Metadata and Design:
Each chunk of memory has a node struct at the begining and a footer struct at the end. The node holds size, whether the chunk is free or not, and two pointers used in the doubly-linked list (next and prev). The footer struct simply holds a pointer to the header (used while freeing adjacent chunks). The chunk at the end of the heap is called the "wilderness" chunk. It is the largest chunk and its min and max sizes are defined in heap.h. contracting and expanding the heap is as easy as resizing this wilderness chunk. Free chunks of memory are stored in "bins" each bin is actually just a doubly-linked lists of nodes with similar sizes. The heap structure holds a defined number of bins (
BIN_COUNT in heap.h). To determine which bin to place a chunk, the size of the chunk is mapped to a bin index by the function
get_bin_index. This consistent binning function will ensure that chunks can be accesed and stored in defined fashion. Chunks are sorted as they are inserted into the bins so chunk insertion is not O(1) but this makes it much easier to find chunks that have the best fit. Note, the binning function can be defined however the user of this heap feels fit. it may be beneficial to determine a more sophisticated binning function in order to aid the quick retrieval of chunks.
heap_alloc takes the address of the heap struct to allocate from and a size. The function simply uses
get_bin_index to determine where a chunk of this size SHOULD be, of course there may not be a chunk of that size. If no chunks are found in the corresponding bin then the next bin will be checked. This will continue until a chunk is found, or the last bin is reached in which case a peice of memory will just be taken from the wilderness chunk. If the chunk that is found is large enough then it will be split. In order to determine if a chunk should be split the amount of metadata (overhead) is subtracted from what our current allocation doesn't use. If what is left is bigger than or equal to
MIN_ALLOC_SZ then it means we should split this chunk and place the leftovers in the correct bin. Once we are ready to return the chunk we found then we take the address of the
next field and return that. This is done because the
prev fields are unused while a chunk is allocated therefore the user of the chunk can write data to these fields without any affecting the inner-workings of the heap.
heap_free takes a pointer returned by
heap_alloc. It subtracts the correct offset in order to get the address of the node struct. Instead of simply placing the chunk into the correct bin, the chunks surrounding the provided chunk are checked. If either of these chunks are free then we can coalesce the chunks in order to create a larger chunk.

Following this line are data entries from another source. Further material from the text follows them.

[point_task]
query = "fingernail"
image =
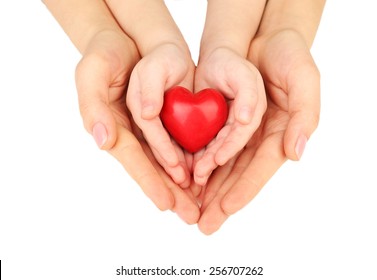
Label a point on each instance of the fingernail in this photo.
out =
(300, 146)
(244, 115)
(99, 134)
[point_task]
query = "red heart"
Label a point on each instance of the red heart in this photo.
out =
(193, 120)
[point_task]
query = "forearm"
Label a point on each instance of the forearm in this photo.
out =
(82, 19)
(231, 24)
(147, 22)
(303, 16)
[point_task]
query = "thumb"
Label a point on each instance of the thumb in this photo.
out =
(92, 89)
(147, 83)
(304, 110)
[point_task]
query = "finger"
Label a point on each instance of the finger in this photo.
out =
(153, 130)
(151, 78)
(304, 109)
(206, 158)
(128, 151)
(247, 95)
(213, 216)
(185, 205)
(93, 90)
(239, 135)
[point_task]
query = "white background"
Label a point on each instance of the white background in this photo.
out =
(70, 211)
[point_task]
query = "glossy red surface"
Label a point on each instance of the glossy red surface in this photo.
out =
(193, 120)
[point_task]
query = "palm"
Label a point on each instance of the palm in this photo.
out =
(292, 86)
(102, 77)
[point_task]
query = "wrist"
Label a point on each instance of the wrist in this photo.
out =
(301, 16)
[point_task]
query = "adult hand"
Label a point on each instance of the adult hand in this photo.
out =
(101, 77)
(292, 83)
(240, 82)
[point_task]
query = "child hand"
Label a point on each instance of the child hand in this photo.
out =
(242, 85)
(164, 67)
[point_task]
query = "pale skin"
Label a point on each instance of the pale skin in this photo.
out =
(166, 62)
(102, 75)
(279, 50)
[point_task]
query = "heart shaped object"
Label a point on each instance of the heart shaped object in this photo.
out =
(193, 120)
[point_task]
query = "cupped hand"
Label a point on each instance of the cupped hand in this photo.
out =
(166, 66)
(102, 77)
(240, 82)
(293, 87)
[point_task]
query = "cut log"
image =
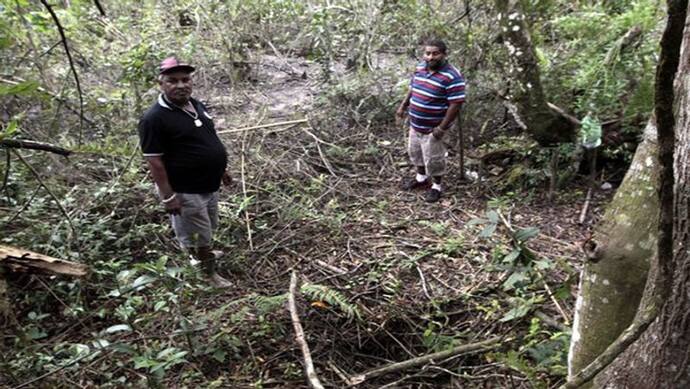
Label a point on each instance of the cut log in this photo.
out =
(22, 260)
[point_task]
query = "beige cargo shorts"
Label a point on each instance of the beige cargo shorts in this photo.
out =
(197, 220)
(425, 150)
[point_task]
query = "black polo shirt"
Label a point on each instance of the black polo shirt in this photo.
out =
(194, 157)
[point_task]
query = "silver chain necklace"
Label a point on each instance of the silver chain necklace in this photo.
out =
(194, 115)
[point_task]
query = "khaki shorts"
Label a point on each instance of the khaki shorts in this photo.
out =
(197, 219)
(425, 150)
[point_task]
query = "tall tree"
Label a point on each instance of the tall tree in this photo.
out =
(654, 352)
(543, 121)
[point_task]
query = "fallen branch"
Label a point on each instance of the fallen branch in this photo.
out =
(26, 261)
(16, 81)
(583, 213)
(71, 65)
(262, 126)
(430, 358)
(299, 335)
(50, 192)
(29, 144)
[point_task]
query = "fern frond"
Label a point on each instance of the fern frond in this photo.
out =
(269, 304)
(332, 297)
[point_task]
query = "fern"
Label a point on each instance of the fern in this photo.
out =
(332, 297)
(268, 304)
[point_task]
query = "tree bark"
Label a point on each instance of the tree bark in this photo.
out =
(546, 125)
(618, 258)
(660, 357)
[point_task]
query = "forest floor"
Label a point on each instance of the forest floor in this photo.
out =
(419, 277)
(385, 276)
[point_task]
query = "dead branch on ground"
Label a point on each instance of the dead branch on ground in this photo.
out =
(299, 335)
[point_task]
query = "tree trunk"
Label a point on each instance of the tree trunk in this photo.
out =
(619, 255)
(660, 357)
(546, 125)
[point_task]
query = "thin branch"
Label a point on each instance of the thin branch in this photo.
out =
(262, 126)
(29, 144)
(50, 192)
(244, 192)
(627, 337)
(100, 8)
(299, 335)
(430, 358)
(6, 177)
(671, 43)
(18, 80)
(71, 65)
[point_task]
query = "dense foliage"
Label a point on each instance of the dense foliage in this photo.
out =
(144, 317)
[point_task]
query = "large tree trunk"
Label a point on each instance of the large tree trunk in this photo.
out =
(660, 357)
(531, 109)
(618, 256)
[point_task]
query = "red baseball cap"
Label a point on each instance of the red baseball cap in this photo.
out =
(171, 64)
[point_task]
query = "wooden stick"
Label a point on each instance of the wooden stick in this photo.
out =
(583, 213)
(71, 65)
(21, 259)
(262, 126)
(244, 192)
(50, 192)
(299, 335)
(430, 358)
(29, 144)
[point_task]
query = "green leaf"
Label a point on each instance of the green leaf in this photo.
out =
(22, 88)
(475, 222)
(34, 333)
(514, 279)
(118, 328)
(488, 231)
(219, 355)
(524, 234)
(512, 256)
(517, 312)
(10, 130)
(142, 281)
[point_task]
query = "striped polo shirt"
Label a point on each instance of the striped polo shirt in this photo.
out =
(432, 94)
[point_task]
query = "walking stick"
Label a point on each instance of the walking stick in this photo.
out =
(460, 145)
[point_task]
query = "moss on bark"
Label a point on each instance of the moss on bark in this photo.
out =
(613, 279)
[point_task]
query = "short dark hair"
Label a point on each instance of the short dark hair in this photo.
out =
(437, 43)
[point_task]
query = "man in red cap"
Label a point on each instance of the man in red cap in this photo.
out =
(187, 161)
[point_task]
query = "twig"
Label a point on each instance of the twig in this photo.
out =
(6, 177)
(323, 157)
(244, 192)
(424, 288)
(583, 214)
(299, 335)
(339, 372)
(26, 204)
(71, 65)
(29, 144)
(50, 192)
(100, 7)
(419, 361)
(560, 309)
(262, 126)
(54, 95)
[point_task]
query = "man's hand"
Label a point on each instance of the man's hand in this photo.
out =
(438, 133)
(227, 179)
(400, 114)
(173, 206)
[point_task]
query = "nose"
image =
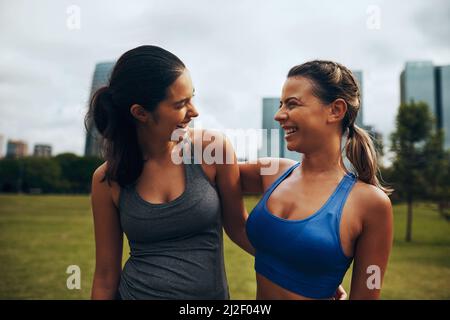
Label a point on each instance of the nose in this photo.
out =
(281, 115)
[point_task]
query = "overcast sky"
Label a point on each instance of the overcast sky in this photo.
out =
(237, 51)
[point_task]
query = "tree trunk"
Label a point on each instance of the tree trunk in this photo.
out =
(409, 220)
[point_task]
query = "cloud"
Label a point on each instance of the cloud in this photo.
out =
(238, 52)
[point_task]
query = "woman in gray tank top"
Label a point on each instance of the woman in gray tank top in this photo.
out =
(172, 213)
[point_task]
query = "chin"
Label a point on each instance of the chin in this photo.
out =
(293, 147)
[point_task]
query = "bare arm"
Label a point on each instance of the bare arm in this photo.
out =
(108, 239)
(372, 249)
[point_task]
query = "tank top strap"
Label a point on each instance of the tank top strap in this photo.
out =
(342, 194)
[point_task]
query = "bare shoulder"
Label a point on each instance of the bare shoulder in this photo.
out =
(272, 168)
(99, 173)
(372, 202)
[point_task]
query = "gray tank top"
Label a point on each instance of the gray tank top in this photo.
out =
(176, 248)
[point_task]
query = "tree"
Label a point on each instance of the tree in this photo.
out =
(413, 129)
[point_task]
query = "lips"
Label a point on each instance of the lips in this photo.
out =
(183, 125)
(289, 131)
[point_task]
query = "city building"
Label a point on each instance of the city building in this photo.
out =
(421, 81)
(42, 150)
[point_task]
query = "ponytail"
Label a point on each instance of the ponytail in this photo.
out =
(141, 76)
(334, 81)
(361, 152)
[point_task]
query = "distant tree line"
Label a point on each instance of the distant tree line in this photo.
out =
(420, 168)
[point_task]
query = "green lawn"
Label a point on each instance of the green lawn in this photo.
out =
(40, 236)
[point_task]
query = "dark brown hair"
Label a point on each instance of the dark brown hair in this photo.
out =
(331, 81)
(140, 76)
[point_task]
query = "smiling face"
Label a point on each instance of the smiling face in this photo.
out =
(174, 112)
(303, 116)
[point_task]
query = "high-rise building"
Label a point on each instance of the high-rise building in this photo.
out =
(42, 150)
(443, 101)
(421, 81)
(16, 149)
(417, 83)
(359, 77)
(270, 144)
(101, 78)
(274, 144)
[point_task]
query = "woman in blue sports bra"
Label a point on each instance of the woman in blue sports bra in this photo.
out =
(316, 218)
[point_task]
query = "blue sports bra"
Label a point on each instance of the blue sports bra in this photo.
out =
(303, 256)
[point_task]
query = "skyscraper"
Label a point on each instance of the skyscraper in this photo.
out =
(16, 149)
(443, 101)
(417, 83)
(273, 143)
(1, 145)
(42, 150)
(269, 145)
(421, 81)
(101, 78)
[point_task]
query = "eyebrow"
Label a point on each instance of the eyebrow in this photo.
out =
(299, 99)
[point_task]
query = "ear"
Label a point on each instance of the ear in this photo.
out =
(337, 111)
(139, 113)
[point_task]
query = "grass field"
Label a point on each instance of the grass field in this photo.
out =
(40, 236)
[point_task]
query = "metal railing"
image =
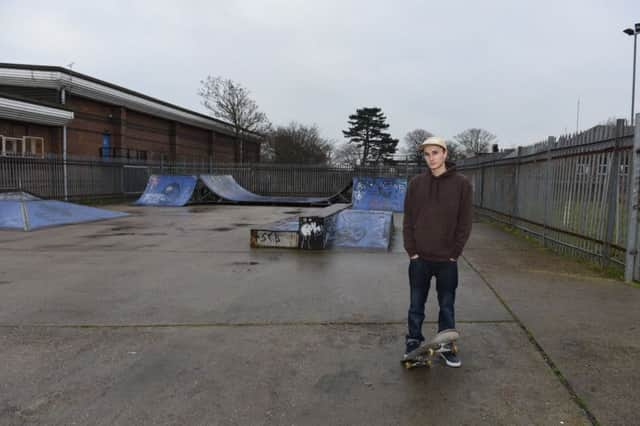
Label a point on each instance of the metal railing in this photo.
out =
(571, 193)
(97, 178)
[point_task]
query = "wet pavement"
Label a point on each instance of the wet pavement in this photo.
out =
(168, 317)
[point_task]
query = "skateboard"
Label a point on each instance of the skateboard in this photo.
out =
(423, 356)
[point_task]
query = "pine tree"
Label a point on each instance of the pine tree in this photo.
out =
(367, 131)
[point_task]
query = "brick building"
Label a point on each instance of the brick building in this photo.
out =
(44, 109)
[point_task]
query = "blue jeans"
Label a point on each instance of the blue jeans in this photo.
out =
(420, 273)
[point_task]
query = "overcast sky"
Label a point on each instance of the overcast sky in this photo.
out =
(514, 68)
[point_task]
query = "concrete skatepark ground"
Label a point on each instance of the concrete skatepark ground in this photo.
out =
(168, 317)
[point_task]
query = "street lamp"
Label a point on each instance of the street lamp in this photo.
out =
(633, 32)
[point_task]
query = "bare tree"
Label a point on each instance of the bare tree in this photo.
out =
(412, 141)
(367, 131)
(455, 151)
(346, 154)
(475, 141)
(297, 143)
(231, 102)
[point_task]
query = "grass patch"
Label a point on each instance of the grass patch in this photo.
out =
(612, 271)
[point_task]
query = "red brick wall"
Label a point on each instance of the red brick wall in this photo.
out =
(147, 133)
(131, 130)
(91, 121)
(52, 135)
(223, 148)
(192, 143)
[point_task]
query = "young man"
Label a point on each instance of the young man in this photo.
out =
(436, 226)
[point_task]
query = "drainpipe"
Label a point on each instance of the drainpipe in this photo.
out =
(63, 98)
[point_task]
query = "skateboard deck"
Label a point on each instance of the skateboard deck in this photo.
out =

To colaesce the chunks the footer is used to get the node struct of the previous chunk and the node struct of the next chunk. For example, say we have a chunk called
to_free. To get the the chunk before this chunk we subtract
sizeof(footer_t) to get the footer of the previous chunk. The footer holds a pointer to the head of the previous chunk. To get the next chunk we simply get the footer of
to_free and then add
sizeof(footer_t) in order to get the next chunk. Once all of this is done and sizes are re-calculated the chunk is placed back into a bin.
- Error-Checking - check for heap corruption, double-free, etc.
- Improve binning policy.
- currently the heap uses a simple hashing function to map chunk sizes to a bin index.
- Rigorous testing to determine if crashes or fragmentation occur.
- Minimize overhead (metadata)
- possibly change footer to hold a size rather than a pointer to a header.
NOTE: This code was originally compiled for 32-bit machine, this means that when this code was used it was acceptable to cast an int to a pointer due to the fact they are both the same size. On a 64-bit system the compiler will warn you of the size difference. To silence these warnings I have used the
uintptr_t when casting from an unsigned int to a pointer. This does muddy the readability a bit and some of the casts and pointer arithmetic are verbose so bear that in mind when reading the code.